Meet the Zeptosecond, the Smallest Slice of Time Yet Recorded
Using an two types of lasers, researchers measured the ejection of helium electrons with previously unheard of precision
Don’t even try to capture a zeptosecond using a run-of-the-mill stopwatch. This tiny slice of time is a fraction of a second—so small it is equal to a single number one sitting 21 places behind the decimal point, a trillionth of a billionth of a second, reports Rebecca Boyle at New Scientist. And researchers at the Max Plank Institute in Germany finally measured minute changes within an atom on the zeptosecond scale.
The researchers accomplished this feat while studying the so-called photoelectric effect in action. Albert Einstein described this tricky quirk of light in 1905, later winning the Nobel Prize in Physics for his explanation of this defining concept. The photoelectric effect shows that light can act as both a wave and a particle. When a photon, or a particle of light, of a certain energy strikes an electron, it can free the electron from its atom. The photon ejects the electron in a process called photoemission, the basis behind solar energy.
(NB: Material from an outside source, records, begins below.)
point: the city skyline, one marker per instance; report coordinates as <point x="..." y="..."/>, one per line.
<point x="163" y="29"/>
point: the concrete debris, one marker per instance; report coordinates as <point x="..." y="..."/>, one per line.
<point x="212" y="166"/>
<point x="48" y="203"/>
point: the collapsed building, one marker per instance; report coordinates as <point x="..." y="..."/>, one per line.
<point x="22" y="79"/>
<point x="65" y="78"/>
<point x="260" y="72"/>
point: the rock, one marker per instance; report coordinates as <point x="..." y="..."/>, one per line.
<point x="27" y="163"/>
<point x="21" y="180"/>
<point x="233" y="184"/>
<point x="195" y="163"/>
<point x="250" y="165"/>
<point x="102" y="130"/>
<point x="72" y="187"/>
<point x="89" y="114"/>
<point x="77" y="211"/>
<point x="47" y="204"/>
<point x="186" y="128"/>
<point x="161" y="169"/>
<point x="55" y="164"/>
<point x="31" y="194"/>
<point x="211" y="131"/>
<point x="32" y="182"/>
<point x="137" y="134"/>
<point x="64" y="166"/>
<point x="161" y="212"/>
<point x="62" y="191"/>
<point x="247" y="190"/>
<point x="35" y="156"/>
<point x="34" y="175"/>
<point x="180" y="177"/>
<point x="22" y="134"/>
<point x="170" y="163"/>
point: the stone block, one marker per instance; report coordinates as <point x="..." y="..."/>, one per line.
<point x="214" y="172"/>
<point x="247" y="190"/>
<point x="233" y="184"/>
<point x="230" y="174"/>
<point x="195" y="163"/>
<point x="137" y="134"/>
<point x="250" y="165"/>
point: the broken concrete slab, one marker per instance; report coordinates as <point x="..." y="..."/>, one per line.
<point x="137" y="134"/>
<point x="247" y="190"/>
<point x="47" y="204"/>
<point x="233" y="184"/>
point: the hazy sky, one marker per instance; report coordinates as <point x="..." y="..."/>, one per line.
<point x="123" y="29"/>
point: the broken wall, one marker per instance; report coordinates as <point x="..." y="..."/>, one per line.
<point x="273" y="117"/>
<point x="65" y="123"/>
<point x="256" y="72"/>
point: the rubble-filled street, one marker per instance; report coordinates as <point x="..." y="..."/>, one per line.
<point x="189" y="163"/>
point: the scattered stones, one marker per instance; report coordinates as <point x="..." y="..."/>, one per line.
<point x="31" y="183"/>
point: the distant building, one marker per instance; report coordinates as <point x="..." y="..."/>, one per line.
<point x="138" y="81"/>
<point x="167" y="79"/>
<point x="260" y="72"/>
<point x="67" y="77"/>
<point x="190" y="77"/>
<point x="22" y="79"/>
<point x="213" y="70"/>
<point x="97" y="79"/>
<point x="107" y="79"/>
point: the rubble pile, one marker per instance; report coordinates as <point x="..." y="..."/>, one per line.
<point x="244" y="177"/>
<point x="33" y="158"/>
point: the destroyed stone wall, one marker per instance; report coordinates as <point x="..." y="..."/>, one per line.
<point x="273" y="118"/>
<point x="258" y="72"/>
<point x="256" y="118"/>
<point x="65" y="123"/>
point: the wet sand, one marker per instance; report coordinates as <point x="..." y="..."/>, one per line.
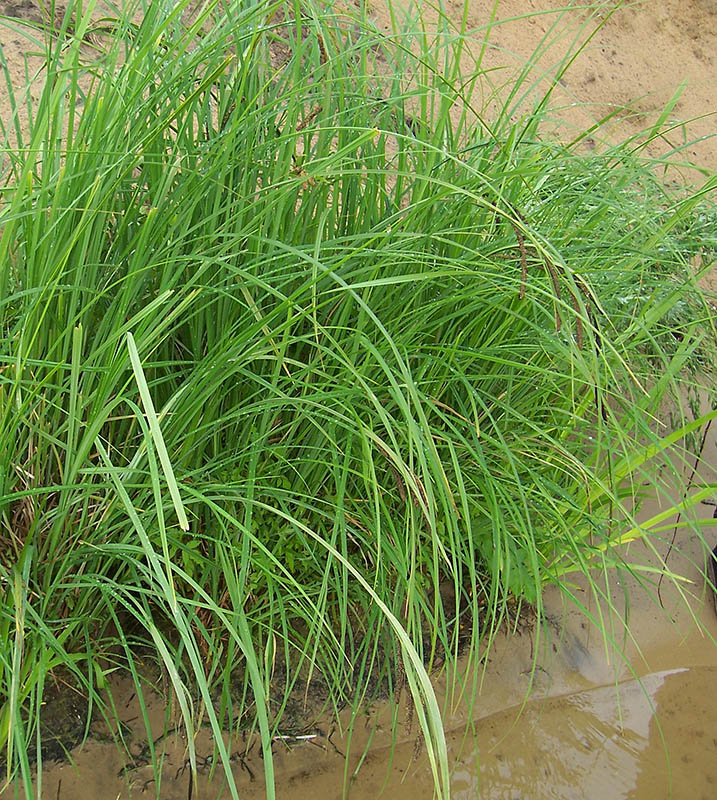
<point x="596" y="725"/>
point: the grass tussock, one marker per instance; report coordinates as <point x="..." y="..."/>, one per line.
<point x="291" y="338"/>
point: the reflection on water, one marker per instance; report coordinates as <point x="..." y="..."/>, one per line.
<point x="607" y="742"/>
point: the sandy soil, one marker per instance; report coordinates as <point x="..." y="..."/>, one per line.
<point x="642" y="54"/>
<point x="639" y="58"/>
<point x="573" y="732"/>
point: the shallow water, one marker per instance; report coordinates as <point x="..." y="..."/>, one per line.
<point x="638" y="727"/>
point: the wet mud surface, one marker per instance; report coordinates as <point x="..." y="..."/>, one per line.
<point x="596" y="724"/>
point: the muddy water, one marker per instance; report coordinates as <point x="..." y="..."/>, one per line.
<point x="634" y="718"/>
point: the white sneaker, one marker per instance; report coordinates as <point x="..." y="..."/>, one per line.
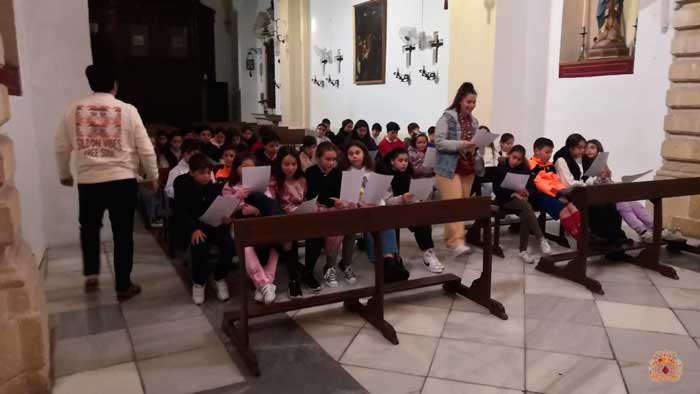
<point x="545" y="247"/>
<point x="198" y="294"/>
<point x="269" y="293"/>
<point x="257" y="296"/>
<point x="432" y="263"/>
<point x="222" y="290"/>
<point x="331" y="278"/>
<point x="525" y="256"/>
<point x="461" y="250"/>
Now researchers have actually captured the electron emission from helium atoms, measuring the minsiscule amount of time it takes for the electron to be ejected after the photon strike. To measure the event, the physicist used a piece of equipment called an Attosecond Streak Camera, which consists of two lasers of different light firing in extremely short bursts, writes Stewart Wills at Optics and Photonics News. The researchers directed the camera toward a jet of helium—a relatively simple gas, consisting of atoms that have only two electrons each.
The first laser was an extremely ultraviolet ray intended to excite the helium enough to relinquish one of its electrons, firing in 100 attosecond pulses (one attosecond is a mere 10-18 seconds). The second laser was near-infrared and was used capture the escaping electrons in action, firing for four femtosecond at a time (a single femtosecond is only 10-15 seconds).
When the helium atom ejected an electron, the infrared laser detected the emission, allowing the researchers to calculate the duration of the event down to 850 zeptoseconds. The experiment showed that it takes between 7 and 20 attoseconds for the helium atom to eject one of its electrons, Boyle reports. The results of the study were published this week in the journal Nature Physics.
The experiment’s results give the researchers some insight into how this quantum process works, writes Boyle, and may one day be useful in quantum computing and superconductivity.
“There is always more than one electron. They always interact. They will always feel each other, even at great distances,” team leader Martin Schultze tells Boyle. “Many things are rooted in the interactions of individual electrons, but we handle them as a collective thing. If you really want to develop a microscopic understanding of atoms, on the most basic level, you need to understand how electrons deal with each other.”
Schultze tells Wills that the team is using helium, one of the simplest atoms, to validate their methods and create measurements for how multiple electrons and photons interact. Working out these tiny timelines with simple atoms is the first step toward understanding more atoms with more electrons.